You absolutely panic internally but stay physically calm, scooping your child up off the ground immediately. Don't run away screaming because that triggers their weird instinct to chase things. Just back away slowly while making a lot of noise and looking as large and terrifying as a tired parent in jogging bottoms can possibly look.
Can my toddler catch something if they touch where the animal was?
My brother-in-law's vet seriously told us this when I forced him to call and ask. While the animals carry nasty things like mange and various terrifying worms, your kid isn't going to catch rabies just from touching the grass where the pup was sitting. Just wash their hands thoroughly with hot soapy water and maybe don't let them eat dirt for a few days.
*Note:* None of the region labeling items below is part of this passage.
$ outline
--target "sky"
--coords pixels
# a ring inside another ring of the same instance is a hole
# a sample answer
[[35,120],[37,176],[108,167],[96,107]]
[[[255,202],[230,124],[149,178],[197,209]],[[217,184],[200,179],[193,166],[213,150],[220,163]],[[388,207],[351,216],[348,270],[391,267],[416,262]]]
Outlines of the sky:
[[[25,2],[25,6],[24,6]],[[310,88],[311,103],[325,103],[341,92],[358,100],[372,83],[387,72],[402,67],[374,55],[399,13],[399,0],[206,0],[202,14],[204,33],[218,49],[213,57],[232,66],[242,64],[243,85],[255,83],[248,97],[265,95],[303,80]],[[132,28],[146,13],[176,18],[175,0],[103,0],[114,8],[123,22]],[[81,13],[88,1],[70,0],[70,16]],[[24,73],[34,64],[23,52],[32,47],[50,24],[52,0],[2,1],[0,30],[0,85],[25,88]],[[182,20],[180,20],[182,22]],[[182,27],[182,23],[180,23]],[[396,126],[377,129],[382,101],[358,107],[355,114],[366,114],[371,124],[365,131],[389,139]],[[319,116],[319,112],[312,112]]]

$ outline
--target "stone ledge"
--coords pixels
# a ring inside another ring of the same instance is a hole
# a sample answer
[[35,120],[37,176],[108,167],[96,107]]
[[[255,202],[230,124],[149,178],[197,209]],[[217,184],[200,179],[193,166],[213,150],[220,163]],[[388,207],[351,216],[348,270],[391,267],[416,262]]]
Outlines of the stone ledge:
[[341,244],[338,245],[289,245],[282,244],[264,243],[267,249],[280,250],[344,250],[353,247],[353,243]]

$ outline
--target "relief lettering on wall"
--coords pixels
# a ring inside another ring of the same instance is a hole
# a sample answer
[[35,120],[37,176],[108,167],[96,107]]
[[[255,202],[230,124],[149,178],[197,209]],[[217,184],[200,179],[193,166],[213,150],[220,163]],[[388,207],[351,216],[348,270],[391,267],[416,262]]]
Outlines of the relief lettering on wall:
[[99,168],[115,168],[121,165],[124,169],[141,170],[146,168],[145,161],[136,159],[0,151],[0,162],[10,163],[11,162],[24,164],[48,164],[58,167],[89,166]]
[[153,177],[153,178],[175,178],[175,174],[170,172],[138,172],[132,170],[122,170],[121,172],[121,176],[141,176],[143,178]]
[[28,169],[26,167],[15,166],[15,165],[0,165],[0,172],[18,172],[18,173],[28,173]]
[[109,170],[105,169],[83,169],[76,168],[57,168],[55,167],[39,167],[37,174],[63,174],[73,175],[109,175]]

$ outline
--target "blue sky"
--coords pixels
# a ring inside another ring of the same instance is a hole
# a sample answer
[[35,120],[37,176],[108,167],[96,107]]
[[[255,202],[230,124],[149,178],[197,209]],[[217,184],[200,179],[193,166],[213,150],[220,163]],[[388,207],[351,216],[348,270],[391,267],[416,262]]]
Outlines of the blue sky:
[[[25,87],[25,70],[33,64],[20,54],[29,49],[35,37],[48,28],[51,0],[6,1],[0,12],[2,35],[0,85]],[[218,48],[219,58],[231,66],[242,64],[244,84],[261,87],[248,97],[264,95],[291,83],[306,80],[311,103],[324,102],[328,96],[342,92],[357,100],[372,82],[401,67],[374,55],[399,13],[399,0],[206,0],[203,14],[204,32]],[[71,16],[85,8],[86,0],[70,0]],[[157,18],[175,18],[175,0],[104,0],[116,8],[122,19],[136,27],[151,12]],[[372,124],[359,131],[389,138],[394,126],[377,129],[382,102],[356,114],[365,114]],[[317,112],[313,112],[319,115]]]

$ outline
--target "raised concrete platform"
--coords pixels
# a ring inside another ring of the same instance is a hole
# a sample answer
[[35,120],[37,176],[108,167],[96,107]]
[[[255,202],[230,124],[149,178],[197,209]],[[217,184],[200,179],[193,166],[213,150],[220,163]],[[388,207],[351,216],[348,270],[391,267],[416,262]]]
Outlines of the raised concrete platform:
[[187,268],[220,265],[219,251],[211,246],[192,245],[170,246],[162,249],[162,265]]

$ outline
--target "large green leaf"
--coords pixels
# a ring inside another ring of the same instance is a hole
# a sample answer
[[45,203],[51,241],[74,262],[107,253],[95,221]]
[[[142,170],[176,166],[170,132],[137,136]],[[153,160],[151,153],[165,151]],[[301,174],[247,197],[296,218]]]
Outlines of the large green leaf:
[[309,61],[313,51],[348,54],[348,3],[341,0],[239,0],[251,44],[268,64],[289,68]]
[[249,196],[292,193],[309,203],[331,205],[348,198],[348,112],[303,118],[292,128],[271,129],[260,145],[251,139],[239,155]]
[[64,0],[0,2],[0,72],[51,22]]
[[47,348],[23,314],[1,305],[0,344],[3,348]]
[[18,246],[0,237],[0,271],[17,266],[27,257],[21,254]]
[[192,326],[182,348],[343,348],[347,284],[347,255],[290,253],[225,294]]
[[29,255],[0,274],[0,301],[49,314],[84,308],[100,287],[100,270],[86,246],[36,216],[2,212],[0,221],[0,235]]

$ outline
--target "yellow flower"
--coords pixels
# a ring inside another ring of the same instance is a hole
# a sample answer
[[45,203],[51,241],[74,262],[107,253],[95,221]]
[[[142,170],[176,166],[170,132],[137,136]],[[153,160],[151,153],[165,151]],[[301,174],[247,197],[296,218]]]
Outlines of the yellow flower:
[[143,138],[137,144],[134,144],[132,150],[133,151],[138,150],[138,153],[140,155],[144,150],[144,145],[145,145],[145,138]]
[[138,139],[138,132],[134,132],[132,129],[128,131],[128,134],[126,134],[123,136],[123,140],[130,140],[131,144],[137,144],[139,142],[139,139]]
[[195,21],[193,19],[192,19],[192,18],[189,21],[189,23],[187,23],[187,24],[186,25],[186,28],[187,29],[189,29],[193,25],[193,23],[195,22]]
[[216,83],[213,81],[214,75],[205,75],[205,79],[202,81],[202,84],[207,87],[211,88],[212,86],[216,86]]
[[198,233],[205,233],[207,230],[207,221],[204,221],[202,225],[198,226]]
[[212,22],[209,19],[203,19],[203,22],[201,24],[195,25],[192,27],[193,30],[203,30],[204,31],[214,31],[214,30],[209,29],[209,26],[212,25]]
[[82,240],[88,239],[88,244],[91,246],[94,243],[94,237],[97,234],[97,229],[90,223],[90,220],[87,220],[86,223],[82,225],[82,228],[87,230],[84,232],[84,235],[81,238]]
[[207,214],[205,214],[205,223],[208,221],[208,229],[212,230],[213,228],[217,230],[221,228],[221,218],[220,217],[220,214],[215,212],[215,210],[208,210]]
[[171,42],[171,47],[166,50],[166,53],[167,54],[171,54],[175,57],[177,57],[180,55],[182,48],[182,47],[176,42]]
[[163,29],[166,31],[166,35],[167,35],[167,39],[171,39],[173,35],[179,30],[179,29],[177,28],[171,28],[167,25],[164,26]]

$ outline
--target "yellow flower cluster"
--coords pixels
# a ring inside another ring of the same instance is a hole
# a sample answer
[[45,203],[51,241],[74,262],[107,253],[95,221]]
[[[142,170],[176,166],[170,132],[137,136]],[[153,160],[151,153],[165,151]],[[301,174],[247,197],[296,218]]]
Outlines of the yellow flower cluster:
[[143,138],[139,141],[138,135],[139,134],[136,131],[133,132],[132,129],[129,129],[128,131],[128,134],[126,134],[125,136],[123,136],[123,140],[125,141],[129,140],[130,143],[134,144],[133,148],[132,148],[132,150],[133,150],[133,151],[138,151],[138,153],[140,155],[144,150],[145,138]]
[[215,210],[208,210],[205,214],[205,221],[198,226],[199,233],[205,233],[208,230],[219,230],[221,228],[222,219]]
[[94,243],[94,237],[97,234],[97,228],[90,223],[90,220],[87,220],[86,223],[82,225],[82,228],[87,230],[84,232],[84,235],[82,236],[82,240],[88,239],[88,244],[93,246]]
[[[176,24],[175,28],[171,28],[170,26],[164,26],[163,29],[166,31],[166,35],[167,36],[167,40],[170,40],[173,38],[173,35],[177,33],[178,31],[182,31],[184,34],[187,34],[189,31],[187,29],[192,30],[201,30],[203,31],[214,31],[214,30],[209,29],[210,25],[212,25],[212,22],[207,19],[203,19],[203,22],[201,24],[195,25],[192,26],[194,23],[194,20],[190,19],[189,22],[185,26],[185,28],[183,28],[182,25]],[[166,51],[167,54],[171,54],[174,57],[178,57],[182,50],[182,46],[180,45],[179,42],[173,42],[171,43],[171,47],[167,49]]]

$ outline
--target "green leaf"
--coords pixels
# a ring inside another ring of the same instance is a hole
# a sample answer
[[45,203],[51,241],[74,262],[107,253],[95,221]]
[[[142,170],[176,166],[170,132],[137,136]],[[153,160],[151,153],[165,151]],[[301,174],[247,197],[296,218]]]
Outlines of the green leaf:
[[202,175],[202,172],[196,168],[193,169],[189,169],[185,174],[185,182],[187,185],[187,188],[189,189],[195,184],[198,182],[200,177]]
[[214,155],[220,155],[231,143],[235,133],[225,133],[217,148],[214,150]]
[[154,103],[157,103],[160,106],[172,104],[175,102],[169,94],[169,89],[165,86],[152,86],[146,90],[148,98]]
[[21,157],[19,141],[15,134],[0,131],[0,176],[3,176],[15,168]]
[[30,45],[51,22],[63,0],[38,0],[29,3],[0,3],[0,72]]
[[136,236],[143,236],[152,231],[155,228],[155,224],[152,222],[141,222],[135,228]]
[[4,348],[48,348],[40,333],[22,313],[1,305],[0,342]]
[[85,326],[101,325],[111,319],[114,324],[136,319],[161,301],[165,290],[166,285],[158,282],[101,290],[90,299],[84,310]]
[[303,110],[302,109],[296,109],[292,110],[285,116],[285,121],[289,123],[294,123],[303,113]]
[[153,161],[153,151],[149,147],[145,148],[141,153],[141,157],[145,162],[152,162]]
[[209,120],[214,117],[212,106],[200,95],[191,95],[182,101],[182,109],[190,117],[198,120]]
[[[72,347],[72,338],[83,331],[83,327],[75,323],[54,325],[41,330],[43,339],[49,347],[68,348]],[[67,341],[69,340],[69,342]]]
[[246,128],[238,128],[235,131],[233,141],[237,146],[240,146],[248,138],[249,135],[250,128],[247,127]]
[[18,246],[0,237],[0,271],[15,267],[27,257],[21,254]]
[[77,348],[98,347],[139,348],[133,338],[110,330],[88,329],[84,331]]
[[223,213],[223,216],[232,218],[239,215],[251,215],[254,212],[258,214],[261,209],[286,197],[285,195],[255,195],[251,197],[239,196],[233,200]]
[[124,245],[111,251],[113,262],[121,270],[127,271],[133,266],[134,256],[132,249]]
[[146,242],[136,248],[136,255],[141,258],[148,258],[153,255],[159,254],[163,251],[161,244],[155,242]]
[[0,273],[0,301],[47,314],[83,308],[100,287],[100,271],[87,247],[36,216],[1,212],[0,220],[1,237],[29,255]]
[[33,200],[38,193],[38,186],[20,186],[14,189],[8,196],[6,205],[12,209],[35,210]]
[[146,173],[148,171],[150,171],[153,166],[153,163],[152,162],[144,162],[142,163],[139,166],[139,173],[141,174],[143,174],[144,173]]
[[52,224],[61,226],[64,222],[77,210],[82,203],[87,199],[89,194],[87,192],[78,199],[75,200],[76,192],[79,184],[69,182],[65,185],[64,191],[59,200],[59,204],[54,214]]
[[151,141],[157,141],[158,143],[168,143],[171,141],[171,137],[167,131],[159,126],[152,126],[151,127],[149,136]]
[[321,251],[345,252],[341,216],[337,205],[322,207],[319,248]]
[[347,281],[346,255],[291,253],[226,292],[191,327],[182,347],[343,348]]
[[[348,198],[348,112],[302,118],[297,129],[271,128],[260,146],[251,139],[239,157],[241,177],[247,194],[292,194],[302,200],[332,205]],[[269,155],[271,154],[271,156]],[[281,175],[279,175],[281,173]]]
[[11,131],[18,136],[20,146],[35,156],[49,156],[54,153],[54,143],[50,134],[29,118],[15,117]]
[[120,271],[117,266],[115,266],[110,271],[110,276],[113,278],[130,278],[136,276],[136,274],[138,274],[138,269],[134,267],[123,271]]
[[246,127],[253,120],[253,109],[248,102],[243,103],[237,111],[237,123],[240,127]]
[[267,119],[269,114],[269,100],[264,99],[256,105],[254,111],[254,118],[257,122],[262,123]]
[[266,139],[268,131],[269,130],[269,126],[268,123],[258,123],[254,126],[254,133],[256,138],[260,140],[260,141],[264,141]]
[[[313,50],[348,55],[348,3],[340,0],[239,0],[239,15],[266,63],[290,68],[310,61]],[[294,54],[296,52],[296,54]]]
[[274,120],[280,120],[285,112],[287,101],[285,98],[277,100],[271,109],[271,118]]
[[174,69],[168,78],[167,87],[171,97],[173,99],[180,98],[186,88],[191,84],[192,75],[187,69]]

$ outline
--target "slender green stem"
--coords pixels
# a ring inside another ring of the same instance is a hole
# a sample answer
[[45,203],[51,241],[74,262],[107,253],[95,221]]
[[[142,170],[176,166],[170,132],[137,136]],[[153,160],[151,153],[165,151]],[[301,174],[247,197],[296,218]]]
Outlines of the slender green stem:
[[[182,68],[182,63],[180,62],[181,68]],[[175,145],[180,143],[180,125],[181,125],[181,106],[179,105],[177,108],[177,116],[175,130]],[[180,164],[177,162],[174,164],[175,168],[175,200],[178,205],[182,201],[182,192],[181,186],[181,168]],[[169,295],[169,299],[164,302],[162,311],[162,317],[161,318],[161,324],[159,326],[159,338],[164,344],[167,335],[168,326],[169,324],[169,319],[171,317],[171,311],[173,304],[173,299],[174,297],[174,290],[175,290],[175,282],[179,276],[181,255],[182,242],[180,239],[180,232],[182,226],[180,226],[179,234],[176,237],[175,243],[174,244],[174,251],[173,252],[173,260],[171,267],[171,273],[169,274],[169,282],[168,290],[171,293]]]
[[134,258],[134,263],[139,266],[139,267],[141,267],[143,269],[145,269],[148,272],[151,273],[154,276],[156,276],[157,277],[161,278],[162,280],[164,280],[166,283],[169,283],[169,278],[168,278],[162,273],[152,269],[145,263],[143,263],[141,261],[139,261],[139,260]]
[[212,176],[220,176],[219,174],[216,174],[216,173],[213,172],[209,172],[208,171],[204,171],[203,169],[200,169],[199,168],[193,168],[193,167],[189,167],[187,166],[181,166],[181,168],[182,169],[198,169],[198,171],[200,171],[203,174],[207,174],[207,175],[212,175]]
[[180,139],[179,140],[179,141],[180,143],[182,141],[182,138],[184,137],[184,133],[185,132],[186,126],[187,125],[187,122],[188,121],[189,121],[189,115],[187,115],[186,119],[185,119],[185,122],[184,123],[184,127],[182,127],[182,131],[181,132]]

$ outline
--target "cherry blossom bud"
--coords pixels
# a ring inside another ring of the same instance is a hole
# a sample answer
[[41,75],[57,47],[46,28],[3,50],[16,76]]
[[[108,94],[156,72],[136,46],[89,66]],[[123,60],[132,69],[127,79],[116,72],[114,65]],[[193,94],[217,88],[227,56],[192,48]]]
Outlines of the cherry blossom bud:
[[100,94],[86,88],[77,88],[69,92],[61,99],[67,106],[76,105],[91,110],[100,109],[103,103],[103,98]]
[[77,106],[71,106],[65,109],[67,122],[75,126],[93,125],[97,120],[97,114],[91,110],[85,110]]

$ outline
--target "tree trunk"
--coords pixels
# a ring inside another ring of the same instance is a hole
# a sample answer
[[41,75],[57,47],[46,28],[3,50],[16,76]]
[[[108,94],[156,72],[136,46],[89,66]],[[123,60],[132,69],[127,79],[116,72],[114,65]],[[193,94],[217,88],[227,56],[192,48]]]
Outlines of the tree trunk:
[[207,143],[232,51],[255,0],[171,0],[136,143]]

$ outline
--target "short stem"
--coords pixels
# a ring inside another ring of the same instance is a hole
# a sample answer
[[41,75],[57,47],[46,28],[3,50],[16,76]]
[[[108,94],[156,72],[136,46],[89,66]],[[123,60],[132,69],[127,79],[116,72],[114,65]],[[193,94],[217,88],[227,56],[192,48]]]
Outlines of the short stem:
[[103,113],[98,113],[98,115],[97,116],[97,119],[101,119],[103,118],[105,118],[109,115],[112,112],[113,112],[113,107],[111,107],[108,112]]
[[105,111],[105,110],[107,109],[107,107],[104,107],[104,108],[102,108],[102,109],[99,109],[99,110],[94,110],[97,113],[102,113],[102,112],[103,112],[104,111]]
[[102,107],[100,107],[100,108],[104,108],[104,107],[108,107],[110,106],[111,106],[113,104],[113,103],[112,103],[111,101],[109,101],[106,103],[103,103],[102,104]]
Standard toddler hygiene, really.
Should I leave out a bowl of water if it looks thirsty?
Absolutely not. I know every fibre of your being wants to offer hospitality, but giving them water or food just teaches them that human houses are essentially free restaurants. Plus, an animal in medical shock can choke on water. Let the mother deal with its hydration needs.
Will the mother attack me if I'm holding a baby?
Mother wild animals are deeply suspicious of anything that breathes near their young. If you accidentally stumble near their den, they might posture, make terrible noises, or try to aggressively bluff you into leaving. Holding a baby doesn't give you diplomatic immunity in the animal kingdom, so just back away slowly and give them a massive amount of space.
How long do the parents leave their pups alone?
Apparently, they can be gone for hours at a time while they hunt for rodents. The pups usually stay hidden, but sometimes they get bored and wander out to explore, much like a toddler escaping a playpen. Just because you haven't seen the mother all morning doesn't mean she's gone. She is probably just watching you from a bush, judging your parenting skills.